Chocolate Chop Walnut Cookies
You read the title correctly I did mean to say "chop" and not "chip" because these cookies are blissful but only if made with chocolate that you love. They are an investment into the cookie world that you will not regret. It doesn't matter if you are a crunchy top or soft middle cookie kind of gal (or guy) because these smooth bottom babies are going to give you the best of both worlds.
Thomas Keller does it again in his book Bouchon Bakery blending ingredients to intensify your mouth with flavor so vast you will think you are back in your Grandmother's kitchen basking in the warmth of the oven in the early morning hours as sweet chocolate scents rises up the stairs and into your nose. Of course, like many of you I am sure, I had the childhood cheater's version which consisted of plastic tubes of chocolate chip cookie dough in which eating half the dough before an adult came home was the goal. Once in a while when homemade cookies were made I managed to lick the batter from the beater until they shined as if they had been polished by my tongue. I know I am not alone in the world of cookie dough eating even if my Aunt used to say "You're gonna get worms." Why does that still ring in my head when I take a lick of the paddle? Oh, the things adults say to keep us from the soft sweetened batter...

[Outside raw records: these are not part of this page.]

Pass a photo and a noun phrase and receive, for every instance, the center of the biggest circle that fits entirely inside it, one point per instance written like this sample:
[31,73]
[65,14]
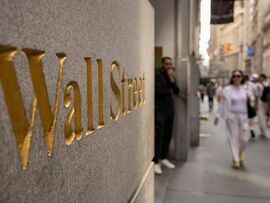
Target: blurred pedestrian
[202,90]
[165,88]
[263,88]
[218,92]
[233,108]
[251,87]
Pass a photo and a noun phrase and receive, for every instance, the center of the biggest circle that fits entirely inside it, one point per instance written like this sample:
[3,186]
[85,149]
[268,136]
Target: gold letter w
[22,128]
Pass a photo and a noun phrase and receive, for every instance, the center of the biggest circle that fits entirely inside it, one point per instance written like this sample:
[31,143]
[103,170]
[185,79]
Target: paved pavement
[207,176]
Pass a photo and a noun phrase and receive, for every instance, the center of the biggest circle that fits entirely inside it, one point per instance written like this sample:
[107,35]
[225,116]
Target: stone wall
[111,163]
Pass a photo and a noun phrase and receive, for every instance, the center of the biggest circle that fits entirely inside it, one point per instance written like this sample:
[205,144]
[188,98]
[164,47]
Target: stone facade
[113,162]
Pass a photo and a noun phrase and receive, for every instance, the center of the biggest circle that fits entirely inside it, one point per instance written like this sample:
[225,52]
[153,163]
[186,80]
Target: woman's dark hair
[234,71]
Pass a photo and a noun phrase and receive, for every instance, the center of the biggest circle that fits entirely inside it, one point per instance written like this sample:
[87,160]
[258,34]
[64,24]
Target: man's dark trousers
[163,133]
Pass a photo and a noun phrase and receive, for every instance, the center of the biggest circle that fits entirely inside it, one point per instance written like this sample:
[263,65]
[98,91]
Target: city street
[207,177]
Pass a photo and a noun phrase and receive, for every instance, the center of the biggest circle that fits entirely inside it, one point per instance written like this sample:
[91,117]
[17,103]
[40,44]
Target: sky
[205,30]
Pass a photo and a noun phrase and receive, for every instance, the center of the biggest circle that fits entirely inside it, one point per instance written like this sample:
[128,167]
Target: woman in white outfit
[233,108]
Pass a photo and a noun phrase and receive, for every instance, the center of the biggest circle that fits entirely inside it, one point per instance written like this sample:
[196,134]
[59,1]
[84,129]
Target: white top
[234,100]
[238,100]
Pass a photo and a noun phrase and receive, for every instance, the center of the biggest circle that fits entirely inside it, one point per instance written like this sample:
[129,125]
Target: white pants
[238,133]
[262,117]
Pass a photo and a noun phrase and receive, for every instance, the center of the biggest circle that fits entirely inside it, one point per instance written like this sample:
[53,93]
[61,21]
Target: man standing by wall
[165,87]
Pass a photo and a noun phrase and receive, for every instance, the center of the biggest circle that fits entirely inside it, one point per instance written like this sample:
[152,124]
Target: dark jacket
[164,90]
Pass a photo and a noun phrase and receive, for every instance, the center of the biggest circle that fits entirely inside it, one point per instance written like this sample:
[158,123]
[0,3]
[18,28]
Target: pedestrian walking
[210,91]
[165,88]
[233,108]
[262,88]
[251,87]
[219,90]
[202,90]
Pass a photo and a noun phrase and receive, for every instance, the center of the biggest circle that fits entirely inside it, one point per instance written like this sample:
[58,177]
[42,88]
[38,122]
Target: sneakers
[157,169]
[167,164]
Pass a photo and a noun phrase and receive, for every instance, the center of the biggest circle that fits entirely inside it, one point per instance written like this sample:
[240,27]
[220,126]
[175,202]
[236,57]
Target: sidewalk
[208,178]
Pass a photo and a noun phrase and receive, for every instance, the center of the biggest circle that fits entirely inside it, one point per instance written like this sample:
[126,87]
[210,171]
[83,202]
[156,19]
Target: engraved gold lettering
[130,87]
[75,112]
[90,126]
[143,90]
[22,129]
[140,90]
[123,82]
[115,90]
[100,95]
[135,93]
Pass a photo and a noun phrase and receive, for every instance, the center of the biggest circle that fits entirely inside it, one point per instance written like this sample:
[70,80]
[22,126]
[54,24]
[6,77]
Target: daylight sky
[205,30]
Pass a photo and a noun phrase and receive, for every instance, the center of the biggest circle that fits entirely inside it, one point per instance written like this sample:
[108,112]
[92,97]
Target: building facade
[243,44]
[226,46]
[177,29]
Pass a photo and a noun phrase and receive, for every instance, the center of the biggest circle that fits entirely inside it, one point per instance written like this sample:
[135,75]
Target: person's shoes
[157,169]
[252,134]
[167,164]
[235,165]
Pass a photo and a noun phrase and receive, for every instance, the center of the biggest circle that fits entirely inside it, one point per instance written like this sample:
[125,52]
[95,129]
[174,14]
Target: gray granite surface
[109,164]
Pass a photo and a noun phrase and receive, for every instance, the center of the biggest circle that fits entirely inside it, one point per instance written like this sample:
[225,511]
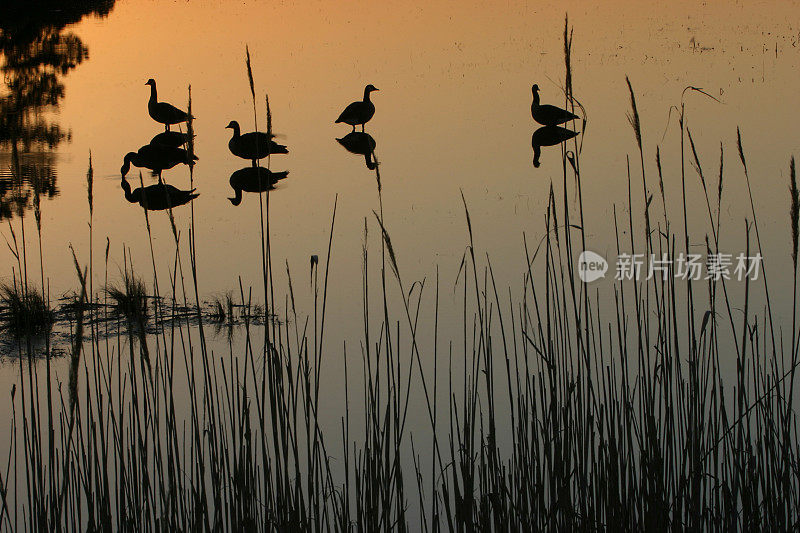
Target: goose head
[368,89]
[132,197]
[126,164]
[237,199]
[234,125]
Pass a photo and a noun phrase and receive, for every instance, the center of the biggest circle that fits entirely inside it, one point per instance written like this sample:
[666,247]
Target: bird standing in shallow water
[157,197]
[253,179]
[548,115]
[163,112]
[156,157]
[359,112]
[253,145]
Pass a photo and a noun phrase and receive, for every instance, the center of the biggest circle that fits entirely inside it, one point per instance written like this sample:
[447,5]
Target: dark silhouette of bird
[548,136]
[359,112]
[163,112]
[253,145]
[156,157]
[360,143]
[157,197]
[253,179]
[176,139]
[548,115]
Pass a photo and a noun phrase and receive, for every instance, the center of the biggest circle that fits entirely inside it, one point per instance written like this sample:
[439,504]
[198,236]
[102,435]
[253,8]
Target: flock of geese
[168,149]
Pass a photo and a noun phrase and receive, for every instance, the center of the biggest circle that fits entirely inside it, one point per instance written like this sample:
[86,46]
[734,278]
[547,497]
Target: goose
[253,145]
[359,112]
[548,115]
[163,112]
[253,179]
[175,139]
[157,197]
[548,136]
[156,157]
[360,143]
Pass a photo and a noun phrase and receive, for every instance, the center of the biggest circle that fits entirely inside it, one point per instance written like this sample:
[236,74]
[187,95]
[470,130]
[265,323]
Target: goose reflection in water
[548,136]
[254,145]
[156,157]
[360,143]
[157,197]
[253,179]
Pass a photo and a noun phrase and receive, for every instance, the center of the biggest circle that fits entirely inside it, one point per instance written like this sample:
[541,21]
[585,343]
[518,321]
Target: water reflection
[359,112]
[254,145]
[361,143]
[548,136]
[253,179]
[157,197]
[163,112]
[36,54]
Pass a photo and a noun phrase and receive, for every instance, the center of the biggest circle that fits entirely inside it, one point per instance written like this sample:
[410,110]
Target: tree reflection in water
[36,51]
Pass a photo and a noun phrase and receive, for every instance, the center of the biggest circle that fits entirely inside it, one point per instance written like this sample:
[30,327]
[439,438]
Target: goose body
[163,112]
[157,197]
[175,139]
[548,115]
[360,143]
[548,136]
[253,179]
[156,157]
[359,112]
[253,145]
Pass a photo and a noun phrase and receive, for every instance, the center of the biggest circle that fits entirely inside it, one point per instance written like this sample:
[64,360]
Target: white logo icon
[591,266]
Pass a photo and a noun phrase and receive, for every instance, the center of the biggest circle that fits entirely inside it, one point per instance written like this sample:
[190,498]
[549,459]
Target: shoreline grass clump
[24,311]
[130,298]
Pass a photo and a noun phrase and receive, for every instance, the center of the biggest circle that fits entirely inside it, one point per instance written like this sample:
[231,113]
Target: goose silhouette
[360,143]
[253,145]
[175,139]
[163,112]
[156,157]
[548,115]
[359,112]
[157,197]
[253,179]
[548,136]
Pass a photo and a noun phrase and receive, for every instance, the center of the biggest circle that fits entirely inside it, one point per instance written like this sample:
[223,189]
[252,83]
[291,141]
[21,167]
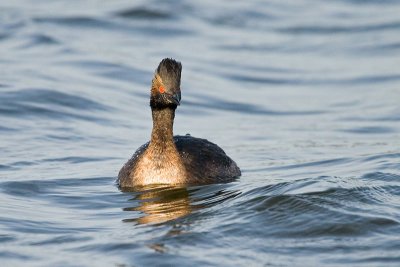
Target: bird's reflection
[160,204]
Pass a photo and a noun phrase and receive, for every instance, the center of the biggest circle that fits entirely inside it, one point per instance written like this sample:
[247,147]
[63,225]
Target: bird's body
[173,160]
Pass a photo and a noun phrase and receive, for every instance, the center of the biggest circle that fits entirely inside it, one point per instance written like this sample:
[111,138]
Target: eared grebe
[169,159]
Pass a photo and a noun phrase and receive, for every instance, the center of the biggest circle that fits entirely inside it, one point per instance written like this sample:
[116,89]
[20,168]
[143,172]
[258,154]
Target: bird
[174,160]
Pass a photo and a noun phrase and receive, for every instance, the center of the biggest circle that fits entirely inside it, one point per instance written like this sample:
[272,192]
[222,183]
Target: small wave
[143,13]
[48,103]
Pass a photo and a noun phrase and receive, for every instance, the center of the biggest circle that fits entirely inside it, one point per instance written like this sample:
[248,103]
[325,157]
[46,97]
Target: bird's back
[204,162]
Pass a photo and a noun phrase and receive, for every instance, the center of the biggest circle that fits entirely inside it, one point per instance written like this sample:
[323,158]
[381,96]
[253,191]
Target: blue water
[303,95]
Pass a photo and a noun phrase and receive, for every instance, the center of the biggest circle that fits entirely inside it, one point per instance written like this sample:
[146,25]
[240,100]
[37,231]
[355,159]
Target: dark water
[304,96]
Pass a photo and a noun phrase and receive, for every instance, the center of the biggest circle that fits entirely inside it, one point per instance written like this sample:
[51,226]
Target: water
[304,96]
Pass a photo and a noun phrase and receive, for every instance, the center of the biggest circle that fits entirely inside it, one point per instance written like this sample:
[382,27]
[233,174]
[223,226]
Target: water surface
[303,96]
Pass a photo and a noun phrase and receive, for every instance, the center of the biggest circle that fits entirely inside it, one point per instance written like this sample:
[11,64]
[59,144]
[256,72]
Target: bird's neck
[163,123]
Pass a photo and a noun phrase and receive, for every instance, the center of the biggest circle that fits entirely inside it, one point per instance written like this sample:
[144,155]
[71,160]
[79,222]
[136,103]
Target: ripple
[47,103]
[144,13]
[334,29]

Grab a glass of ice cold milk and enjoy your CCWC...Chocolate Chop Walnut Cookies while they're warm. Oh, and I promise not to tell anyone if you eat a little Dough...
-slightly adapted from Thomas Keller Bouchon Bakery Cookbook
- 238 grams all purpose flour
- 2.3 grams baking soda
- 3 grams kosher salt
- 134 grams brown sugar
- 12 grams blackstrap molasses
- 104 grams granulated sugar
- 107 grams chopped chocolate chunks (70-72% dark chocolate)
- 107 grams chopped walnuts
- 167 grams unsalted butter at room temperature
- 60 grams eggs
- 6 grams vanilla extract
Place flour in a medium bowl. Sift in the baking soda. Add the salt and whisk together. Do not skip the whisking as this aerates the flour and soda and salt to make your cookies fluffy. Place brown sugar in a small bowl and stir in the molasses and granulated sugar, breaking up any lumps; the mixture will not be completely smooth. It looks like blackened bits in the brown sugar.
Chop up chocolate chunks into small pieces to your liking and then strain the chocolate chunks tapping the strainer to remove any powdered chocolate bits. Do the same with the walnuts. Keep these bits for a later use that you will look out for in an upcoming blog in August.
Place the butter in a bowl of a stand mixer fitted with the paddle attachment. Turn to medium -low speed and cream the butter. I usually do this on 3 or 4 of a kitchen aid mixer. Cream until the consistency of mayonnaise and holds peaks when the paddle is lifted. Add the molasses mixture and mix for 3 to 4 minutes, until fluffy. Scrape down the sides and bottom of the bowl. Add the eggs and vanilla and mix on low speed for 15 to 30 seconds, until just combined. Scrape the bowl again. The mixture may look broken, but that is fine (overwhipping the eggs could cause the cookies to expand too much during baking and then deflate).
Add the dry ingredients in 2 additions, mixing on low speed for 15 to 30 seconds after each, or until just combined. Scrape the bottom of the bowl to incorporate any dry ingredients that have settled there. Add the chocolate and walnuts and pulse on low speed about 10 times to combine. Refrigerate the dough for 30 minutes. I think it is best to do 24-48 hours but often it is hard to last that long for the cookies.
Position the racks in the upper and lower thirds of the oven and preheat the oven to 325 degrees Fahrenheit. Line two sheet pans with Silipats or parchment paper. Bring the dough to room temperature before baking. Roll the dough into small balls between the palm of your hands about 75 grams each. Bake until golden brown for 16 to 18 minutes in a standard oven.
- Belgian dark chocolate from Trader Joe's is a great choice for chocolate chunks
- Molasses is optional but it gives fantastic flavor so wouldn't skip it
- Gluten free option is to exchange the flour cup for cup with gluten free flour and if possible use duck eggs
- dough can be frozen two ways-
- Log shape- roll dough into a cookie log place dough log on parchment paper and wrap then wrap in foil. Mark date and degrees for baking. Bring to room temperature before baking and slice and bake as above or...
- Roll dough into balls and place on baking sheet in freezer for 30 minutes. Remove and place in container or ziploc bag. Again mark date and degrees for baking. Dough may be cooked frozen but will need a few extra minutes in the oven so watch carefully.